Challenge 2 Submission

challenge_2

Data wrangling: using group() and summarise()

Author

Tanmay Agrawal

Published

December 21, 2022

Code

library(tidyverse)

knitr::opts_chunk$set(echo = TRUE, warning=FALSE, message=FALSE)

Challenge Overview

Today’s challenge is to

read in a data set, and describe the data using both words and any supporting information (e.g., tables, etc)
provide summary statistics for different interesting groups within the data, and interpret those statistics

Read in the Data

Read in one (or more) of the following data sets, available in the posts/_data folder, using the correct R package and command.

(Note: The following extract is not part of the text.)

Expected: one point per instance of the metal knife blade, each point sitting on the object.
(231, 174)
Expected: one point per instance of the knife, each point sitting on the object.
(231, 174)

railroad*.csv or StateCounty2012.xlsx ⭐
FAOstat*.csv ⭐⭐⭐
hotel_bookings ⭐⭐⭐⭐

Code

# load the libs
library(readr)
library(readxl)

# read the data using standard csv loading function
data = read_csv("../posts/_data/railroad_2012_clean_county.csv")

Add any comments or documentation as needed. More challenging data may require additional code chunks and documentation.

Describe the data

Using a combination of words and results of R commands, can you provide a high level description of the data? Describe as efficiently as possible where/how the data was (likely) gathered, indicate the cases and variables (both the interpretation and any details you deem useful to the reader to fully understand your chosen data).

Code

# describe the data using str, brief summary of the columns, datatypes, sizes tell us that there are 3 columns with 2930 rows.
str(data)

spc_tbl_ [2,930 × 3] (S3: spec_tbl_df/tbl_df/tbl/data.frame)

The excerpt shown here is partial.